A Simple Retirement Income Strategy
We spend decades saving for retirement, but converting retirement funds into income often turns into a “seat of the pants” proposition.
The biggest challenge of retirement planning is ensuring that we will not outlive our retirement funds. Moreover, it is likely that a time comes when we can’t personally manage our funds due to the infirmities of old age. Worse yet, we may leave a spouse who has neither the experience nor the vitality to manage retirement funds and convert them into income.
Even if we believe our retirement nest egg is large enough to avoid dissipation, it still makes sense to put a plan in place that optimizes the efficiency of our funds.
The simple strategy is to estimate the absolute least amount of income necessary for retirement. For example, assume that amount is $5,000 a month. Then, subtract an expected monthly Social Security payment, which we will assume to be $2,400 a month. That leaves $2,600 a month required to meet the minimum amount of monthly income for life care and medical needs.
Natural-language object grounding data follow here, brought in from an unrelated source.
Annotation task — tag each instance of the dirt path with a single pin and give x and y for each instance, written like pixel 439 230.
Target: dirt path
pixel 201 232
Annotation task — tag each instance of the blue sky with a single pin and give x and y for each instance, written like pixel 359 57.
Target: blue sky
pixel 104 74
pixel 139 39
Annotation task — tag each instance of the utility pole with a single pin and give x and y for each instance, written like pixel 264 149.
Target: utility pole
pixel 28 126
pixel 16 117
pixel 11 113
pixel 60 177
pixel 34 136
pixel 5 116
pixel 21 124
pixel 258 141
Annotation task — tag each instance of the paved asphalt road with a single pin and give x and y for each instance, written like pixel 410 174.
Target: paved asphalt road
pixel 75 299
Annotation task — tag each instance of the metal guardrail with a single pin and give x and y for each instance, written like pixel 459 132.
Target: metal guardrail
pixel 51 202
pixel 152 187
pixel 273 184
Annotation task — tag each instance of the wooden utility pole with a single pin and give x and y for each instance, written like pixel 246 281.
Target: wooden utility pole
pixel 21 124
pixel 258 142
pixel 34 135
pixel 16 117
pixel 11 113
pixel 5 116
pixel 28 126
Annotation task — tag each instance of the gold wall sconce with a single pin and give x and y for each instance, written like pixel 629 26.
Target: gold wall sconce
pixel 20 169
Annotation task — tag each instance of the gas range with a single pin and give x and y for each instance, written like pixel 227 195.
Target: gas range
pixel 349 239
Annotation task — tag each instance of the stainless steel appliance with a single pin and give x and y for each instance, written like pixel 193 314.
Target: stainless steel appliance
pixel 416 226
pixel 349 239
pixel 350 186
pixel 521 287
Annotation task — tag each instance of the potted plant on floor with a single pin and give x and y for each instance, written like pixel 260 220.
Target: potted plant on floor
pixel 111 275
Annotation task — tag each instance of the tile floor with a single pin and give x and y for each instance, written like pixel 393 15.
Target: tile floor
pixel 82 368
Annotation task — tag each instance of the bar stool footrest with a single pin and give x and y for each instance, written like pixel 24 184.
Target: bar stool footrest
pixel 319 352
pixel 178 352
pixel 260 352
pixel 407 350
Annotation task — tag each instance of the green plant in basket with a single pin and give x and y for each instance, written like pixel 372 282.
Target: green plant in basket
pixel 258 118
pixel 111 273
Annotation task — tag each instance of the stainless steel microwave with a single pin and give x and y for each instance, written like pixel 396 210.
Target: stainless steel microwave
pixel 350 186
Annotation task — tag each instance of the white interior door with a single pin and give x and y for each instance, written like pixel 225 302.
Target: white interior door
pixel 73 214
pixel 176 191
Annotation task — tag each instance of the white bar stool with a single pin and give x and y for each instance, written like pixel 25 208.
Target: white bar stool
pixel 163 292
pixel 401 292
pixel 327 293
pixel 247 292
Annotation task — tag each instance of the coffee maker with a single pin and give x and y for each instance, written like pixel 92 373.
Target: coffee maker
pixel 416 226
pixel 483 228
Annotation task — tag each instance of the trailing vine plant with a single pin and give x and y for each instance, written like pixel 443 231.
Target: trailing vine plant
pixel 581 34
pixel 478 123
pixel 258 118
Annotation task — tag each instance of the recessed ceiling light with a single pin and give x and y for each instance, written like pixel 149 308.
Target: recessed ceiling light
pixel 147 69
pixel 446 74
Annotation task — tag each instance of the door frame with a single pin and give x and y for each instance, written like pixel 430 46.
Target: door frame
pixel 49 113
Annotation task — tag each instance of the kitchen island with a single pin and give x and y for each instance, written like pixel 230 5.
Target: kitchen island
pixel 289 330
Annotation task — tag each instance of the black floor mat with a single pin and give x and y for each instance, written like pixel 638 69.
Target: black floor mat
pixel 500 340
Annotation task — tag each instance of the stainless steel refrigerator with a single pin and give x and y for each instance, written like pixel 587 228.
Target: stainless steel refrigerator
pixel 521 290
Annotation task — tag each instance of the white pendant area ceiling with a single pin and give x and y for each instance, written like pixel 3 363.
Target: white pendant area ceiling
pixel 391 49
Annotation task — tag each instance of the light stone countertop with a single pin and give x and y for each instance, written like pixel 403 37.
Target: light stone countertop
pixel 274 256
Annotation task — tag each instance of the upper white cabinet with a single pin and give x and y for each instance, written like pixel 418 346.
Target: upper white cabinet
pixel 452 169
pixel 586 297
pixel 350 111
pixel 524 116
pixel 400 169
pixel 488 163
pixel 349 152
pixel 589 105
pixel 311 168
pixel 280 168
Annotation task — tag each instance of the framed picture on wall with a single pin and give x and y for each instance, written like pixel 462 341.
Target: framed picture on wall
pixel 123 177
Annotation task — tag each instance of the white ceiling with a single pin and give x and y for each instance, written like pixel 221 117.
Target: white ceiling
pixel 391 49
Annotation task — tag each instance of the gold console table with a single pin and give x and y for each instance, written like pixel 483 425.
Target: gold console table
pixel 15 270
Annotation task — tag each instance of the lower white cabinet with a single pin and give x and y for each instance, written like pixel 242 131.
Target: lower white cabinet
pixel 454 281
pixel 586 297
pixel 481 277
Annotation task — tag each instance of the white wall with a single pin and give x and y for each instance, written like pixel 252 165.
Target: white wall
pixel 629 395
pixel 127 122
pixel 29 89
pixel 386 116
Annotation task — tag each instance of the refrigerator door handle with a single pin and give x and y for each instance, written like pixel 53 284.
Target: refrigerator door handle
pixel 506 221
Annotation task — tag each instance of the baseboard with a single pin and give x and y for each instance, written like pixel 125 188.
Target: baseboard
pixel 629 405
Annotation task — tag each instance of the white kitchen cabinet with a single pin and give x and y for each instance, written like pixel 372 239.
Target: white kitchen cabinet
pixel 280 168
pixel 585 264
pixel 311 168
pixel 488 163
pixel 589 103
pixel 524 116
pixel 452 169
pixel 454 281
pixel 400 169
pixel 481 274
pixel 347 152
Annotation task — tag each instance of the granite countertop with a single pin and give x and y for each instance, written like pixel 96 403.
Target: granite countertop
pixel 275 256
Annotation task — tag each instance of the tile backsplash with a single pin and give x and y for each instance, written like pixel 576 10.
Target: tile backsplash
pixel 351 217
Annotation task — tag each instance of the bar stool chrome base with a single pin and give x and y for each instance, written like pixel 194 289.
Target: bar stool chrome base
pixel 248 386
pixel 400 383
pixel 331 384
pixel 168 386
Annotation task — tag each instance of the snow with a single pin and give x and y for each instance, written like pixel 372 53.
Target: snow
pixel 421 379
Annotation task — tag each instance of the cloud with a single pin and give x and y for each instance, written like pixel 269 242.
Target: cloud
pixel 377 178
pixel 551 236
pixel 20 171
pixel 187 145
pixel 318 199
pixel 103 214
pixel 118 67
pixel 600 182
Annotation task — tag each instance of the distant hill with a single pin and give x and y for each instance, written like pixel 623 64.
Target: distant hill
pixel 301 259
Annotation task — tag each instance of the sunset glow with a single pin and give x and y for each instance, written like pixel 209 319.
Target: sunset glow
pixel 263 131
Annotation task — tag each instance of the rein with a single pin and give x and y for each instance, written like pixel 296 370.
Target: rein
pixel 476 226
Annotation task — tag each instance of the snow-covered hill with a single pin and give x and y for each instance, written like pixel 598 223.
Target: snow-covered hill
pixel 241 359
The most effective investment vehicle to guarantee $2,600 a month for life is a lifetime annuity often referred to as a Single Premium Immediate Annuity, or SPIA. No bells, whistles and difficult to understand moving parts, just a guarantee of income for life. Choose a “Joint and Survivor” payment stream in order to guarantee monthly income for the retiree and his/her spouse, thereby relieving anxiety about leaving one’s spouse the burden of ongoing retirement planning.
The old rule-of-thumb was that we could safely spend 4.5-5% of our retirement funds annually and rest assured that they would last as long we live. With declining interest rates and bond yields, that percentage has slid down to 3-3.5%.
A typical lifetime annuity will pay the equivalent of 5.2% of the initial investment annually. By blending the risk of thousands of lifetime income recipients, a financially strong, life insurance company can efficiently guarantee income and maximize return, given the highly secure nature of the investment.
By guaranteeing a “floor” on retirement income, we have more flexibility to try to maximize returns on our remaining retirement assets, while not worrying about covering the bills, especially as we age and our faculties inevitably decline.
Ten years ago, many people, particularly in North Carolina, took a “seat of the pants” approach believing that their gold-plated Wachovia or Bank of America dividends would provide handsomely throughout their retirement. Many were disappointed. Thus, it may be prudent to have a more disciplined and diversified approach to retirement planning – one that provides security and guarantees monthly income for the lives of both spouses.